Actually one other thing on the host. apparmor seems not to be installed correctly:

# apparmor_status
apparmor module is loaded.
Could not open /sys/kernel/security/apparmor/profiles: No such file or directory

Don't know why, but that folder does not exist on the file system, in my odroid armhf. It does exist on my amd64 box.

digitalspider commented 7 years ago

I think the problem is this: https://bugs.launchpad.net/ubuntu/+source/linux/+bug/1560583

My gut feel now says that the above issue is preventing profile from being created. This would be why the default "lxc.cap.drop" is also different:

# head lxc.conf  (on amd64)
lxc.cap.drop = sys_time sys_module sys_rawio

# head lxc.conf (on armhf)
lxc.cap.drop = sys_time sys_module sys_rawio mac_admin mac_override

I think the last 2 need to be removed, but using lxc.raw I can only add...

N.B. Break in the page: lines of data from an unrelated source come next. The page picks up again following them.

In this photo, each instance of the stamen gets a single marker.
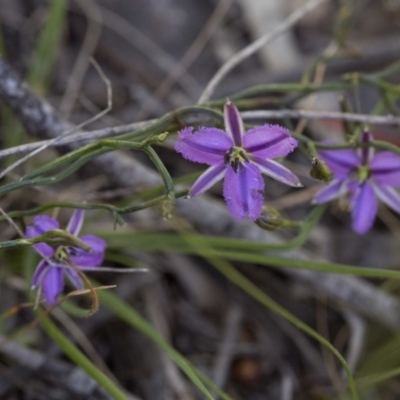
(235, 156)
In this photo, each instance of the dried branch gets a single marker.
(209, 216)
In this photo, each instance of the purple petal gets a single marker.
(74, 277)
(89, 259)
(269, 141)
(206, 146)
(341, 162)
(389, 196)
(207, 179)
(40, 270)
(385, 168)
(233, 123)
(277, 171)
(365, 207)
(243, 191)
(337, 188)
(76, 222)
(53, 284)
(41, 225)
(366, 153)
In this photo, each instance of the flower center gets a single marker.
(363, 173)
(62, 253)
(235, 156)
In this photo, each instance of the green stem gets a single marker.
(81, 360)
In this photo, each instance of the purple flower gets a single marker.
(241, 157)
(365, 177)
(56, 263)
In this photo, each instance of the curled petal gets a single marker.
(53, 284)
(207, 179)
(40, 271)
(269, 141)
(206, 146)
(74, 277)
(42, 224)
(277, 171)
(365, 207)
(233, 123)
(243, 192)
(76, 222)
(89, 259)
(341, 162)
(335, 189)
(385, 168)
(389, 196)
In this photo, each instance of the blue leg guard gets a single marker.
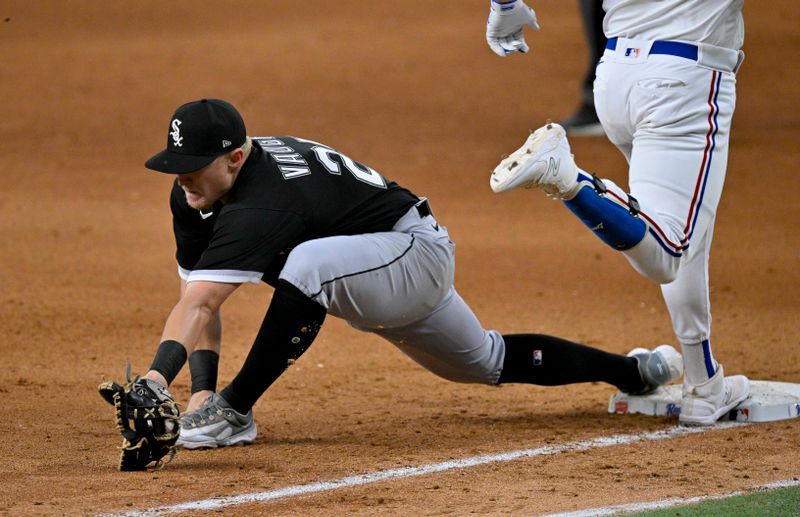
(615, 225)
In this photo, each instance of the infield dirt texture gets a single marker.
(87, 270)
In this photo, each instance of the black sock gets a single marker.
(170, 358)
(289, 327)
(203, 366)
(551, 361)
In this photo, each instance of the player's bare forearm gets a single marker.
(195, 318)
(211, 335)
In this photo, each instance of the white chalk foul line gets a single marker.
(669, 503)
(405, 472)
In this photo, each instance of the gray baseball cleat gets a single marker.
(544, 161)
(216, 424)
(709, 401)
(657, 367)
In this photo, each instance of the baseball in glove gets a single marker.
(147, 417)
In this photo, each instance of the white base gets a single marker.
(768, 401)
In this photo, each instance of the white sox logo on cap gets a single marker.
(177, 139)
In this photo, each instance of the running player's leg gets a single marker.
(452, 344)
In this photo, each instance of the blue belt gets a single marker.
(672, 48)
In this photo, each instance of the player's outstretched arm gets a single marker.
(189, 319)
(505, 27)
(204, 360)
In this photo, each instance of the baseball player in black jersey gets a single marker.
(332, 236)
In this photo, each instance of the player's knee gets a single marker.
(660, 272)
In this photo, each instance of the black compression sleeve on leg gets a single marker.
(203, 365)
(551, 361)
(289, 327)
(169, 359)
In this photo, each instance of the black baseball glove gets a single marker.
(147, 417)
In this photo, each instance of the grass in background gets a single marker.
(783, 502)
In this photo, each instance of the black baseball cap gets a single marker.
(198, 132)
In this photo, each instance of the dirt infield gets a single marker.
(87, 271)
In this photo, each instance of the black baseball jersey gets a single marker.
(288, 191)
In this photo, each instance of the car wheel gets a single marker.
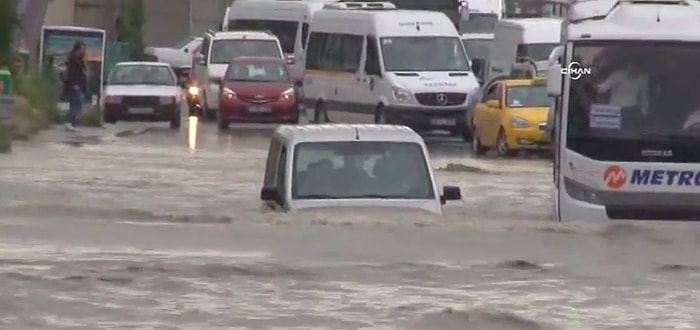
(321, 113)
(175, 123)
(502, 145)
(109, 119)
(380, 115)
(477, 147)
(222, 123)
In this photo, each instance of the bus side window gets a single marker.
(372, 61)
(304, 35)
(317, 43)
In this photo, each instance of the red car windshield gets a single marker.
(259, 72)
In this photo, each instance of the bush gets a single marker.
(41, 93)
(5, 139)
(27, 120)
(92, 117)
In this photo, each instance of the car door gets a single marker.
(281, 179)
(201, 63)
(483, 114)
(368, 76)
(493, 114)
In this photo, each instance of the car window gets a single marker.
(142, 75)
(334, 170)
(205, 46)
(226, 50)
(492, 92)
(304, 35)
(280, 176)
(263, 72)
(271, 166)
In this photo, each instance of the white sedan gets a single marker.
(142, 91)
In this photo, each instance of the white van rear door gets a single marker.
(224, 24)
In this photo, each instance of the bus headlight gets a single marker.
(581, 192)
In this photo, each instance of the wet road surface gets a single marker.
(138, 232)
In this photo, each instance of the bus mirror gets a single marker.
(554, 80)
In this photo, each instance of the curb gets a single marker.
(125, 133)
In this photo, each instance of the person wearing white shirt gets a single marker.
(629, 90)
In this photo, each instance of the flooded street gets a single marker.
(139, 232)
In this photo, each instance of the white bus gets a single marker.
(635, 154)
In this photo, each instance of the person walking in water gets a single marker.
(75, 84)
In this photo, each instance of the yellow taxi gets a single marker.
(511, 116)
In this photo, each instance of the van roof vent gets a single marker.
(360, 5)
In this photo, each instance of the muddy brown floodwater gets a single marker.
(140, 233)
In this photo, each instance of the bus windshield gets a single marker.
(424, 54)
(639, 101)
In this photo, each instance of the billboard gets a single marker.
(57, 43)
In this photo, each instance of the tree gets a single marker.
(130, 27)
(8, 23)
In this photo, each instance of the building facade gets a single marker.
(167, 21)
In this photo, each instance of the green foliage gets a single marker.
(5, 139)
(42, 94)
(8, 22)
(130, 28)
(92, 117)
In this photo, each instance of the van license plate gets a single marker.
(443, 122)
(140, 111)
(255, 109)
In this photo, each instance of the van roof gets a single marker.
(277, 4)
(536, 30)
(144, 63)
(532, 22)
(347, 132)
(391, 22)
(244, 35)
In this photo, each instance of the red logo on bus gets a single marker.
(615, 177)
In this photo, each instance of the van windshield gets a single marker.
(536, 52)
(354, 170)
(224, 51)
(285, 31)
(424, 54)
(478, 23)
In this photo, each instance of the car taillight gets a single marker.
(287, 95)
(228, 94)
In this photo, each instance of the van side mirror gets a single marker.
(554, 80)
(450, 193)
(493, 104)
(289, 58)
(269, 194)
(199, 58)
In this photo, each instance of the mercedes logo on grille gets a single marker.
(442, 99)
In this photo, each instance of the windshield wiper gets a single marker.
(674, 137)
(317, 196)
(382, 196)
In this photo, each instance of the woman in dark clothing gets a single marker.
(74, 84)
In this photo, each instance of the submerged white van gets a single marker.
(351, 166)
(521, 47)
(288, 20)
(402, 66)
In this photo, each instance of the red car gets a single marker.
(257, 90)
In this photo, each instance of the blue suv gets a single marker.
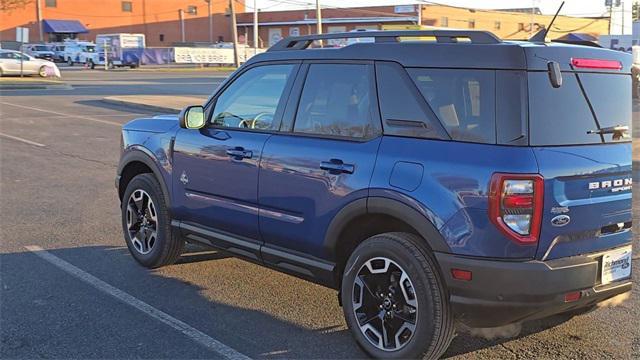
(428, 176)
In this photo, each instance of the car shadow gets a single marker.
(255, 333)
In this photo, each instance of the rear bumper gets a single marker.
(504, 292)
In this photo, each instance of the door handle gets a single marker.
(239, 153)
(337, 166)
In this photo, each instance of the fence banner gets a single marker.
(193, 55)
(148, 56)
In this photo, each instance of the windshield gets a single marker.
(586, 102)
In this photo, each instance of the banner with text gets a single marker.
(186, 55)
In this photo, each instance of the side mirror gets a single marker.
(555, 75)
(192, 117)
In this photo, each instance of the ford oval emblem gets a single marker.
(560, 220)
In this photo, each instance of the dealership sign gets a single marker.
(186, 55)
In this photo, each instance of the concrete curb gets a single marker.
(136, 105)
(35, 87)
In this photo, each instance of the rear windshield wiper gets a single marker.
(618, 131)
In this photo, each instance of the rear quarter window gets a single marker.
(463, 100)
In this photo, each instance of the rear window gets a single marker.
(562, 116)
(463, 100)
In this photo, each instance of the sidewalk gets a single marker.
(156, 103)
(30, 83)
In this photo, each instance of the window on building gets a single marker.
(127, 6)
(336, 101)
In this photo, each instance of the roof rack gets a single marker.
(442, 36)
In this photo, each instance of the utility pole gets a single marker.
(234, 32)
(255, 27)
(318, 18)
(39, 20)
(210, 21)
(181, 15)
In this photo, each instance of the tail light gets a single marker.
(515, 206)
(596, 64)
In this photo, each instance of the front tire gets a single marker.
(394, 300)
(146, 223)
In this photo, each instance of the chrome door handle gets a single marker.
(337, 166)
(239, 153)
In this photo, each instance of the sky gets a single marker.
(571, 7)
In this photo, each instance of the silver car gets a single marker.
(10, 65)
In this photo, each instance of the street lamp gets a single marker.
(210, 21)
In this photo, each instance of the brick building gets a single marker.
(159, 20)
(505, 24)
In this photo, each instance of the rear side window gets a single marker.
(463, 100)
(562, 116)
(336, 101)
(404, 111)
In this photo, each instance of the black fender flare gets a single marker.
(384, 206)
(143, 155)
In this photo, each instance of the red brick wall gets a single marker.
(152, 17)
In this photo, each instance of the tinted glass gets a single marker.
(251, 101)
(511, 107)
(404, 112)
(610, 96)
(561, 116)
(336, 101)
(463, 100)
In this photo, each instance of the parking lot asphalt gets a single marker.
(84, 296)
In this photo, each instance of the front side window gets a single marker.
(336, 101)
(463, 100)
(251, 101)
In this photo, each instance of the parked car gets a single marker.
(480, 181)
(13, 62)
(80, 52)
(40, 51)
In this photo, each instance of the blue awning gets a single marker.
(64, 27)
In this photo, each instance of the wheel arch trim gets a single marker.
(384, 206)
(141, 154)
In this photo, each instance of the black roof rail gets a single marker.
(442, 36)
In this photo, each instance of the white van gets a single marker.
(80, 52)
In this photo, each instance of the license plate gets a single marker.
(616, 265)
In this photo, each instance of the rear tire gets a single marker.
(146, 223)
(424, 331)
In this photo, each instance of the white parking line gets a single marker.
(22, 140)
(63, 114)
(191, 332)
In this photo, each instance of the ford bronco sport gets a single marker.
(428, 176)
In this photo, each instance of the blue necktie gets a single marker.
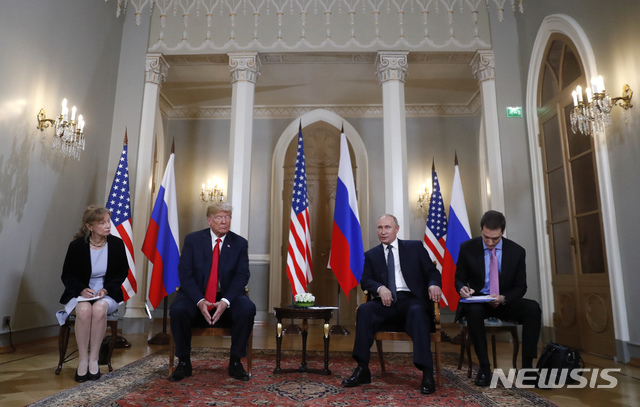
(391, 271)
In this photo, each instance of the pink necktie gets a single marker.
(494, 277)
(212, 285)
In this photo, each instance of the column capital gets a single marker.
(156, 69)
(391, 65)
(245, 66)
(483, 65)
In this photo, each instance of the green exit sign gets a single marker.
(514, 111)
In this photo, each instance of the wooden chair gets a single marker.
(492, 326)
(213, 331)
(388, 333)
(65, 332)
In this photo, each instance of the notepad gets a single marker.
(478, 298)
(81, 298)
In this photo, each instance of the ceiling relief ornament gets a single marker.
(197, 26)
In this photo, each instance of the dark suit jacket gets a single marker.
(76, 271)
(417, 269)
(470, 268)
(194, 267)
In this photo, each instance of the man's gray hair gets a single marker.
(218, 207)
(395, 220)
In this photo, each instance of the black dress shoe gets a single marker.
(483, 378)
(83, 378)
(91, 376)
(428, 385)
(182, 370)
(237, 371)
(362, 375)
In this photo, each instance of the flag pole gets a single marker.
(338, 329)
(161, 338)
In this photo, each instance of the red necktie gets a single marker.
(494, 278)
(212, 285)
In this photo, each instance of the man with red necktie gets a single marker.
(494, 265)
(213, 271)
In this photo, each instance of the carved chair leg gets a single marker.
(380, 355)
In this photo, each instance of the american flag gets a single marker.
(119, 203)
(299, 253)
(435, 233)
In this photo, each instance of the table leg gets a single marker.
(305, 333)
(326, 348)
(278, 345)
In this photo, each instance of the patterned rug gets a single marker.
(144, 384)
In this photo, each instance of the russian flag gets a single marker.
(458, 232)
(161, 241)
(347, 252)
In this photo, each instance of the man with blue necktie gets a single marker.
(404, 284)
(495, 266)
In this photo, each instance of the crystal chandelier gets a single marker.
(68, 136)
(593, 116)
(211, 192)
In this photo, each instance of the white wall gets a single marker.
(50, 50)
(611, 28)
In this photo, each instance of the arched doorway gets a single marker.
(583, 315)
(318, 124)
(573, 198)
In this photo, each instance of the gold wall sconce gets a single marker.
(212, 192)
(68, 133)
(592, 115)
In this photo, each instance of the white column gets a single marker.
(391, 67)
(245, 67)
(155, 73)
(483, 67)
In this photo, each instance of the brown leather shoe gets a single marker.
(362, 375)
(182, 370)
(428, 385)
(237, 371)
(483, 378)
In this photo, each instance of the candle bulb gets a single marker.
(65, 110)
(579, 92)
(600, 84)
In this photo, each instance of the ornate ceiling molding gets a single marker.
(367, 58)
(280, 112)
(199, 26)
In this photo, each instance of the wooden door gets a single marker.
(583, 316)
(322, 156)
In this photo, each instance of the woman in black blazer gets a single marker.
(94, 268)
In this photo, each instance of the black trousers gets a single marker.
(409, 313)
(185, 314)
(526, 312)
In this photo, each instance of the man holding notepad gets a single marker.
(491, 265)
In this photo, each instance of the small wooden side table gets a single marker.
(304, 314)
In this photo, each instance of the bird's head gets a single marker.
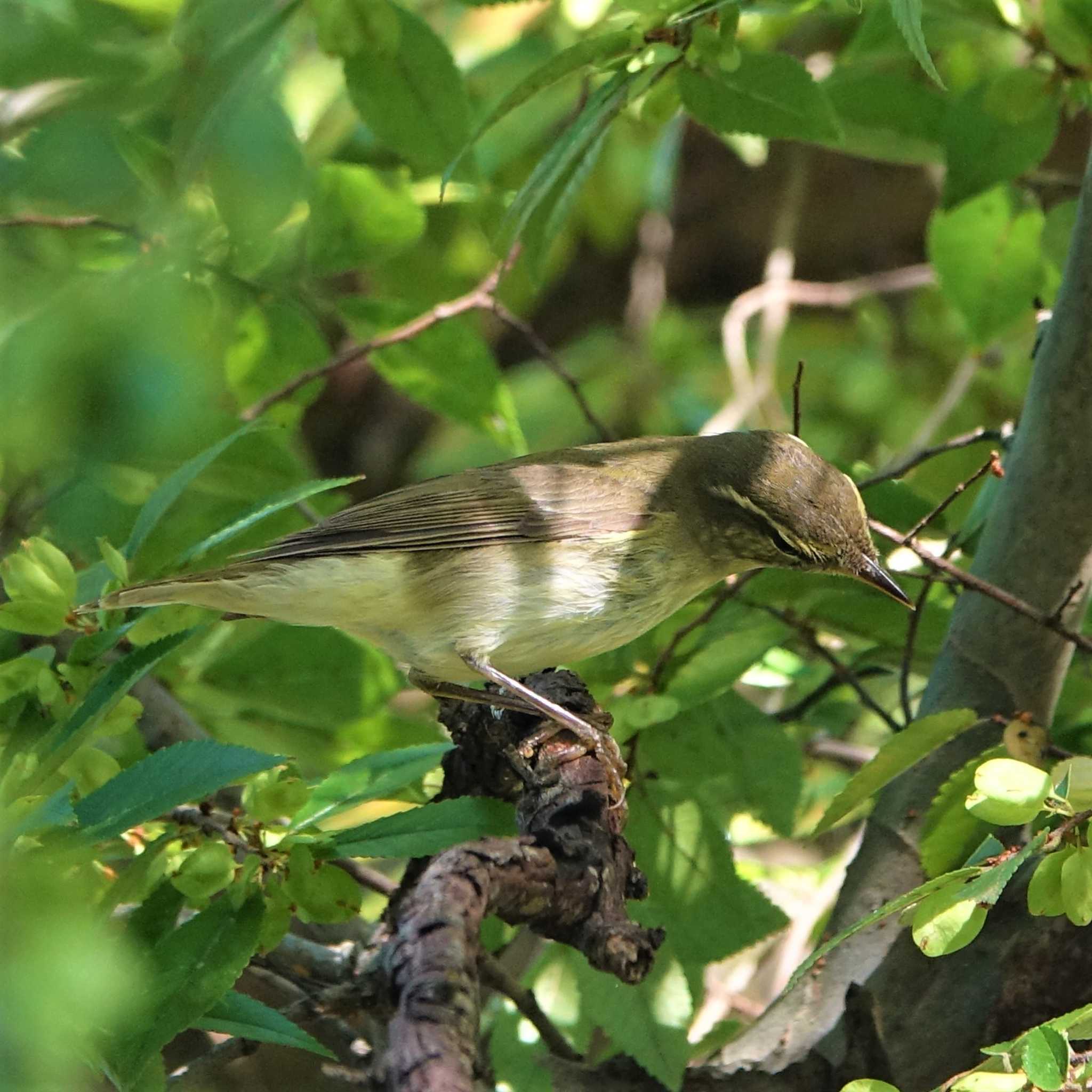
(770, 501)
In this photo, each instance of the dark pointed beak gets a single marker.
(873, 573)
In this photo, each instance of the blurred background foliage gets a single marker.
(201, 200)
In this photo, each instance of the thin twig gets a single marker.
(495, 976)
(957, 443)
(836, 294)
(797, 398)
(908, 649)
(983, 587)
(552, 362)
(371, 878)
(475, 300)
(795, 711)
(37, 220)
(733, 585)
(991, 465)
(846, 674)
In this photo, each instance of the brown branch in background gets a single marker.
(795, 711)
(797, 398)
(552, 362)
(838, 294)
(481, 299)
(67, 223)
(957, 443)
(974, 583)
(992, 465)
(733, 585)
(846, 674)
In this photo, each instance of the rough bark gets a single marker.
(1038, 544)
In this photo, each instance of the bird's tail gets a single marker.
(201, 590)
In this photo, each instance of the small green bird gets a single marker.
(547, 559)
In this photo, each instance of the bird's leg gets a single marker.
(437, 688)
(600, 743)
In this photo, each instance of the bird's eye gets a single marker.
(788, 548)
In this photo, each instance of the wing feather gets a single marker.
(510, 503)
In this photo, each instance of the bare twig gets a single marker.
(992, 465)
(551, 359)
(836, 294)
(797, 398)
(795, 711)
(495, 976)
(984, 588)
(957, 443)
(733, 585)
(67, 223)
(846, 674)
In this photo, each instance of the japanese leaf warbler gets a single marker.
(550, 558)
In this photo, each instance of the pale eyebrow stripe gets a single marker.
(729, 494)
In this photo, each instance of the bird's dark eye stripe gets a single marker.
(785, 547)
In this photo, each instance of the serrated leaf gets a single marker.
(261, 511)
(648, 1021)
(197, 965)
(745, 759)
(681, 849)
(996, 131)
(899, 754)
(185, 771)
(770, 95)
(989, 261)
(603, 106)
(587, 52)
(108, 689)
(449, 368)
(908, 17)
(1044, 1055)
(248, 1018)
(426, 830)
(950, 831)
(896, 905)
(368, 779)
(413, 99)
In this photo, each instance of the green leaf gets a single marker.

Also see: http://forum.odroid.com/viewtopic.php?f=112&t=12410

tobetter commented 7 years ago

@digitalspider You are doing quite interesting things. :+1: Firstly, I would recommend you to try to build LXC source code by yourself instead of using prebuilt package. There are two flags for APPARMOR and SELINUX, you could run './configure --disable-apparmor --disable-selinux' with other options. This would disable the security code in LXC. So at least, I believe, that you won't have security problems to play your virtual container. Obviously, you would enable them or use the official package later. Secondly, I think you already have done to check the kernel parameters whether kernel is fully configured for LXC. There is a script 'lxc-config', you can check on the board so it read '/proc/config.gz' to parse kernel configuration. I hope it works for you.

digitalspider commented 7 years ago

Thanks @tobetter - will try. First time compiling a kernel. Fun fun. I've found some instructions in the last comment of this blog, which I will try and follow. Need to replace all the odroidxu3-3.10.y with odroidc-3.10.y

We'll see how this goes. Also I found the config, which seem to have all the right settings.

But will try this with the flags suggested, and see if I can experiment till I get this right. Thanks.